A senadora comunista registrou denúncia no Conselho Nacional de Justiça (CNJ) em que acusava a magistrada Anelise Nogueira Reginato de “atentado à liberdade religiosa” por sua conduta no caso. As investigações do conselho apontaram para a completa ausência de provas na denúncia.

No dia 11 de novembro um desentendimento entre o pastor Natanel Santos e a juíza Anelise Nogueira Reginato resultou na condução do pastor até a delegacia da cidade para assinatura de Termo Circunstanciado de Ocorrência. Natanael, ao contrário do que noticiou Eliziane nos dias seguintes, não fora preso a pedido da juíza.
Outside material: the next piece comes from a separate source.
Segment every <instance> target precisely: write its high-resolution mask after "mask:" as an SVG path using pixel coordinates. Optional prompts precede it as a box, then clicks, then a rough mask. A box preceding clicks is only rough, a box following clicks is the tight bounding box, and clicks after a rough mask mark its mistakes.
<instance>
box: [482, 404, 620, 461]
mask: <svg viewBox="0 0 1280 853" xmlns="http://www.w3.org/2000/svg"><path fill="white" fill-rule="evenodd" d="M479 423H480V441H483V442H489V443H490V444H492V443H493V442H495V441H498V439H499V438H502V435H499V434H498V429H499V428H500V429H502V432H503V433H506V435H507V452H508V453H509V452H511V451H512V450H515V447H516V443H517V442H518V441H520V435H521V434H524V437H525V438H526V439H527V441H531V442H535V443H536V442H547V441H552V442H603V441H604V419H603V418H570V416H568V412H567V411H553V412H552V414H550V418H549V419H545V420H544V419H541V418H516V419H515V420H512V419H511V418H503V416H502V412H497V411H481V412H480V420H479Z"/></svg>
Aliás, tanto o pastor quanto a juíza, em depoimento à autoridade policial da cidade, contaram a mesma versão para o início do caso: o som estava alto demais e a juíza solicitou, enquanto cidadã, ao pastor que o abaixasse.  

As versões se contradizem nos momentos posteriores. Anelise afirma que Natanel voltou a aumentar o som, ele nega. Foi quando Anelise fez o que qualquer pessoa faz neste tipo de ocorrência: acionou a autoridade policial. Os policiais destacados para atender a ocorrência conduziram Natanael até a delegacia que se prontificou a comparecer na manhã seguinte para esclarecer o acontecimento.

POLITIZAÇÃO E ARQUIVAMENTO

Acontece que a senadora Eliziane Gama já no dia seguinte começou a noticiar em suas redes sociais que Natanael havia sido preso a pedido da magistrada. Além disso, a parlamentar alardeou que iria formalizar uma denúncia no CNJ por intolerância religiosa. Mesmo que o próprio Natanael afirmasse em seu depoimento que realmente estava com o som elevado em um primeiro momento.

A decisão da corregedora nacional do CNJ, Maria Thereza de Assis Moura, tomou como base documentação da delegacia de polícia de Coroatá. Segundo a corregedora, em nenhum momento se pode observar qualquer tentativa de Anelise de fazer sua posição de magistrada. Sendo que ela só foi identificada enquanto tal no dia seguinte ao episódio em depoimento.

A decisão da corregedora ainda evidencia o fato de que ao acionar a autoridade policial, a juíza agiu como “cidadã comum” com base no artigo 69 da lei 9.099/95. “A autoridade policial que tomar conhecimento da ocorrência lavrará termo circunstanciado e o encaminhará imediatamente ao Juizado, com o autor do fato e a vítima, providenciando-se as requisições dos exames periciais necessários”.